Better Documentation - Clear indication of source type and location
Multiple Connections - Support for different environments (dev, staging, prod)
Metadata Tracking - Store ownership, refresh schedules, and custom info
Type Safety - Explicit source types prevent confusion
Tooling Integration - Easier integration with data catalogs and lineage tools

Migration Guide¶

Existing YAML files with simple string sources continue to work without changes.

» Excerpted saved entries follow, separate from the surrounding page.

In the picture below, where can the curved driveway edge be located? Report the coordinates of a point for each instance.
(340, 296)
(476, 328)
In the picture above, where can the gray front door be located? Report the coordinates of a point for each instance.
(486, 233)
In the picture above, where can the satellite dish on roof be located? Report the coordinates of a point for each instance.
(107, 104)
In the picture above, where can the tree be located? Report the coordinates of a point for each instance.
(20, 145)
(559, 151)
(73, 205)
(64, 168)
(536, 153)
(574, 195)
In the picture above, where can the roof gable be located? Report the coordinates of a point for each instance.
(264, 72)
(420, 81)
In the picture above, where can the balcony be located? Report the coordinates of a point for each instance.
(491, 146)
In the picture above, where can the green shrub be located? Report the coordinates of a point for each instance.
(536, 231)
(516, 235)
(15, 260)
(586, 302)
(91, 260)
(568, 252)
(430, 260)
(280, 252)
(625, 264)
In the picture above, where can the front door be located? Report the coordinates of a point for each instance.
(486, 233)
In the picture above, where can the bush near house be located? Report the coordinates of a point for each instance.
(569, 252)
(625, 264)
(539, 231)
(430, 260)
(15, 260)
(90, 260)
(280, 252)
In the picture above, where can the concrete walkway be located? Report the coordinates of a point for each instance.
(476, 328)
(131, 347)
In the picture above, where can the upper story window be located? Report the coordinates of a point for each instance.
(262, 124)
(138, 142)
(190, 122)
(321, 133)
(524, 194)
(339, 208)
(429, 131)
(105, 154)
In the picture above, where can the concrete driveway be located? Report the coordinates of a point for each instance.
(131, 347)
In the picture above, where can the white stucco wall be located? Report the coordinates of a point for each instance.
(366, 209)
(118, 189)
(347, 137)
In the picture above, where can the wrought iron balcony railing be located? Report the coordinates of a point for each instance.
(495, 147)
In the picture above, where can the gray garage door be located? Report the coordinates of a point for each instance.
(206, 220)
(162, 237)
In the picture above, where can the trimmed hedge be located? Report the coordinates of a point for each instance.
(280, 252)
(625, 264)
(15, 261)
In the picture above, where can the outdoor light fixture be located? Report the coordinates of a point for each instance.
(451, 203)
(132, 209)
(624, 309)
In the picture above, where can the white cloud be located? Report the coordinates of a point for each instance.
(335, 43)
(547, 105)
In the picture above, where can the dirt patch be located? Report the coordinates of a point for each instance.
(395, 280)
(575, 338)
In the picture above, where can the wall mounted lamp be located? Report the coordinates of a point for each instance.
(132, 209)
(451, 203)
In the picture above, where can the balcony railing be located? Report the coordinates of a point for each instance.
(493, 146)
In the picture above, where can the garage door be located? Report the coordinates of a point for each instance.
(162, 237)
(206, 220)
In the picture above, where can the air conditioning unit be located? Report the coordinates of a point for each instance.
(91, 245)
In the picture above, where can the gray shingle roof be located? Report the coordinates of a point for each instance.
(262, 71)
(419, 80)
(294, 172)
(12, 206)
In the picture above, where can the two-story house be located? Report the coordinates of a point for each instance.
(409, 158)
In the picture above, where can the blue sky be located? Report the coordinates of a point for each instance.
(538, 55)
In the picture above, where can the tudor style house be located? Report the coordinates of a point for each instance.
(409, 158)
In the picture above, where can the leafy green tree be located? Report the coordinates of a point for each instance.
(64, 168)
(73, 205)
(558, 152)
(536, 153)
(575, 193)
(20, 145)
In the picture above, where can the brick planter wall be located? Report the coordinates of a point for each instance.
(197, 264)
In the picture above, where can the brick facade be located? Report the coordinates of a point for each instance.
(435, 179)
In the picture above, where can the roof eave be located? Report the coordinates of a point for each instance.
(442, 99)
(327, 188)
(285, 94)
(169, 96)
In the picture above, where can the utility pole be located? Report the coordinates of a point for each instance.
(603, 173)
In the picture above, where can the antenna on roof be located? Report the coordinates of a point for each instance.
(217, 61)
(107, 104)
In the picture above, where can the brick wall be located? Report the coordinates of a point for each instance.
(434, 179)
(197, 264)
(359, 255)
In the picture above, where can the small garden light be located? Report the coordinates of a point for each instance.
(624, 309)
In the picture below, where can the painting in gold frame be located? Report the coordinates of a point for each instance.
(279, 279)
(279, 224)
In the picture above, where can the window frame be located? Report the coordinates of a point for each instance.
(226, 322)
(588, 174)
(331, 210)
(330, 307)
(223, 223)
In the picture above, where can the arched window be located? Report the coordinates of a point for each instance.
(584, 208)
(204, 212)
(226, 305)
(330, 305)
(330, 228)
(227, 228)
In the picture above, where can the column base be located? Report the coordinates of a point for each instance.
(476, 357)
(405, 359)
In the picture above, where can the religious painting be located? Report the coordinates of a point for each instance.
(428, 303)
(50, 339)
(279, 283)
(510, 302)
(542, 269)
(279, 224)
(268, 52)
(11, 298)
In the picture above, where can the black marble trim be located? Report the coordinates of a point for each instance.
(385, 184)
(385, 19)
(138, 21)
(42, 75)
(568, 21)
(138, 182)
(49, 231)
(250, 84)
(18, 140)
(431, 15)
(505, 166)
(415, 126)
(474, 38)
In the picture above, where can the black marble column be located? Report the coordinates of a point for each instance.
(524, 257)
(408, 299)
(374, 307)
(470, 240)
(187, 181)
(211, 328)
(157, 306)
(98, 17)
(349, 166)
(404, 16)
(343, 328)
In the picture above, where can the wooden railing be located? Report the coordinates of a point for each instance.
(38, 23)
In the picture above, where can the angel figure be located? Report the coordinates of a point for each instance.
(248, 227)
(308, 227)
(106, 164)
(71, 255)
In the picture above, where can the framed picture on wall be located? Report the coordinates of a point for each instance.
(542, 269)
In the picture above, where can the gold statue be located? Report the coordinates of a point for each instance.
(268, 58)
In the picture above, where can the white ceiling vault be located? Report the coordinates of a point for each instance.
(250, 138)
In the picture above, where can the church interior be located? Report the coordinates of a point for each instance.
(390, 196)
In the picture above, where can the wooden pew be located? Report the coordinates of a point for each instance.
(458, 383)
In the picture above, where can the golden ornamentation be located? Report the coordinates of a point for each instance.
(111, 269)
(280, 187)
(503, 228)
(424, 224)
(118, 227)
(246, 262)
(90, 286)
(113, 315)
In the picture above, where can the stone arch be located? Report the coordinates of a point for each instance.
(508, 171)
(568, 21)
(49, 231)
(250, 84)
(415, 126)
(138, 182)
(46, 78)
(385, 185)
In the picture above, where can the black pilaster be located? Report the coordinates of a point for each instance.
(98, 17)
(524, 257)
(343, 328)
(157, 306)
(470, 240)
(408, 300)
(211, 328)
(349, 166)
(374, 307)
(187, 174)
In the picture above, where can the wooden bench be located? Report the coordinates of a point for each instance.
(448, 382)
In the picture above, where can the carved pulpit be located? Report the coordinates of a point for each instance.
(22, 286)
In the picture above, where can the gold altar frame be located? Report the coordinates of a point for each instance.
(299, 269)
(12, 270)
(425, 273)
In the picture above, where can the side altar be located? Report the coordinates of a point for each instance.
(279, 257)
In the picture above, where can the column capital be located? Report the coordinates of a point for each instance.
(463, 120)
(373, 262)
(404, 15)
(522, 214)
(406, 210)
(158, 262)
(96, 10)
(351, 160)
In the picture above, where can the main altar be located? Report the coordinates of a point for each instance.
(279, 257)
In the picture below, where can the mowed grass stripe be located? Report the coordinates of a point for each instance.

To migrate to the enhanced format:

Before:

source: analytics.customers

After:

source:
  name: customers
  type: table
  db_schema: analytics
  database: warehouse

Usage in Code¶

The Python API automatically handles both formats:

from grai.core.models import Entity

# Simple string (auto-converted)
entity1 = Entity(
    entity="customer",
    source="analytics.customers",
    keys=["customer_id"],
    properties=[]
)

# Get source name
print(entity1.get_source_name())  # "analytics.customers"

# Get full config
config = entity1.get_source_config()
print(config.type)  # SourceType.TABLE (inferred)

# Detailed config
entity2 = Entity(
    entity="customer",
    source={
        "name": "customers",
        "type": "table",
        "db_schema": "analytics"
    },
    keys=["customer_id"],
    properties=[]
)

Graph IR Export¶

The enhanced source configuration is fully exported in the Graph IR (JSON):

{
  "entities": [
    {
      "name": "customer",
      "source": {
        "name": "customers",
        "type": "table",
        "connection": "prod_db",
        "schema": "analytics",
        "database": "warehouse",
        "format": null,
        "metadata": {}
      },
      "keys": ["customer_id"]
    }
  ]
}

This makes it easy to integrate with data catalogs, lineage tools, and other metadata systems.